The Zach Randolph-less but playoff-tested Memphis Grizzlies came out and punched the Wolves in the collective mouth, tonight.  Without their best offensive weapon, Memphis locked in a defensive effort that held the Wolves starters to 3 points in the first 8 minutes of Wednesday’s game.  The 18-3 early deficit was not only thanks to the Grizzly defense, but also careless dribbling by Michael Beasley, whose 5-turnover, 5-16 shooting night marked a solid regression from Monday’s seeming snap-out-of-it effort.

Despite the lethargic and carefree effort against the reigning Western Conference Semi-Finalist, the Wolves found themselves ahead 68-63 with 7 minutes to go in the 4th Quarter.  I was pleasantly surprised to see this young-and-flashy crew surviving a dogfight of a game with the tone clearly-set by the dogged defensive effort of the veteran Grizzlies.  The game bore resemblance to the recent loss to Milwaukee, where a half court, physical battle was not to the Wolves liking.  Particularly with respect to young Rubio (12 points, 10 assists, 4 turnovers) tonight showed an ability to respond proactively to elite pressure defense.

But alas, the game fell apart down the stretch.  Spearheaded by former Timberwolf draftee, O.J. Mayo, the Grizz ripped off a 13-0 4th Quarter run that was more reminiscent of last season than anything us excited fans have witnessed, thus far in the Adelman Era.  Along with defensive struggles against the versatile Memphis swingmen, the Wolves (specifically, Ricky Rubio and Michael Beasley) missed 4 of 4 free throw attempts during this ugly and extended sequence.  In fact, Minnesota shot a pitiful 13-24 from the charity stripe; a lousy 54 percent that, more than anything, cost them this otherwise-winnable contest.

Thanks to desperation three’s sunk by Rubio and Love, the game went further than expected.  But the final was 90-86 in favor of the Grizz, leaving Minnesota 2-4 after this most-difficult stretch to open the shortened season.

A few more jottings to wrap this one up:

* Kevin Love, as always, filled the stat sheet with 27 points and 14 rebounds.  This was not even close to his finest effort, however.  He started the game almost as sluggishly as Beasley did, turning the ball over a total of 3 times with 0 assists.  Love was a team-worst (-11) tonight.

* Anthony Tolliver–typically my go-to-guy for identifying the embrace of Rubio-led catch-and-shoot basketball–made the fatal mistake of passing up an open trey to put the ball on the floor.  With one minute to go, down by 2, AT drove and jumped to pass to a Grizzly player who gladly accepted the charity layup to seal the deal on this night.  AT is a smart and aggressive player who will certainly remember next time to catch the ball and shoot it.

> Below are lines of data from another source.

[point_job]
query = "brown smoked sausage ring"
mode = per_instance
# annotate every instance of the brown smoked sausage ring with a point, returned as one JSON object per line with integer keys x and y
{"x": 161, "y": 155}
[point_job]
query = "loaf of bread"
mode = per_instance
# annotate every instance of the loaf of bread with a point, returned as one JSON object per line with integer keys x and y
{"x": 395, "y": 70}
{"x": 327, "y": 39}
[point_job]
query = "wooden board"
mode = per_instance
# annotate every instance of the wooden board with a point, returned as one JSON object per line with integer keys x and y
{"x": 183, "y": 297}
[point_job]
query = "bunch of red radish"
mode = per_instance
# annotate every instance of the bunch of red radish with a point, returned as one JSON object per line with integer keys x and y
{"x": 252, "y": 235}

* Wes Johnson reverted to his old self after an outlierish 6 for 6 against the Spurs.  Tonight’s 0-5 in 16 minutes is more reflective of his NBA worth.

* Derrick Williams probably earned more playing time in this game than he received.  In just 16 minutes he put together a 6-point, 2-rebound, 1-assist, 0-turnover stat sheet and the team was (+5) with D-Thrill on the court.  As usual, he threw down an emphatic Rubioop with authority.  The rookie is making strides.

* Although Darko rebounded better than usual (8 rebounds, 3 offensive, in 22 minutes) he struggled in parts of this game against the savvy Marc Gasol.  The Spaniard big man is one of the few true centers the NBA has left, and Adelman–perhaps wisely–left Darko on the floor to counter this mammoth interior presence.  In any case, Darko had a (-7) tonight and shot only 1-6.

The Timberwolves cannot relax, BUT– the schedule will now ease up a bit.  We now dip into the extremely-weak bottom half of the Eastern Conference, with Cleveland coming to Target Center on Friday Night.  After that is a short road trip against the atrocious Washington Wi-ZARDS and then the improving-but-beatable Toronto Raptors.  If I had to bet, it would be that the Wolves will win 2 of 3.  However, a clean sweep of these bottom feeders would show a strong resurgence after blowing this one against the depleted Grizzlies of Memphis.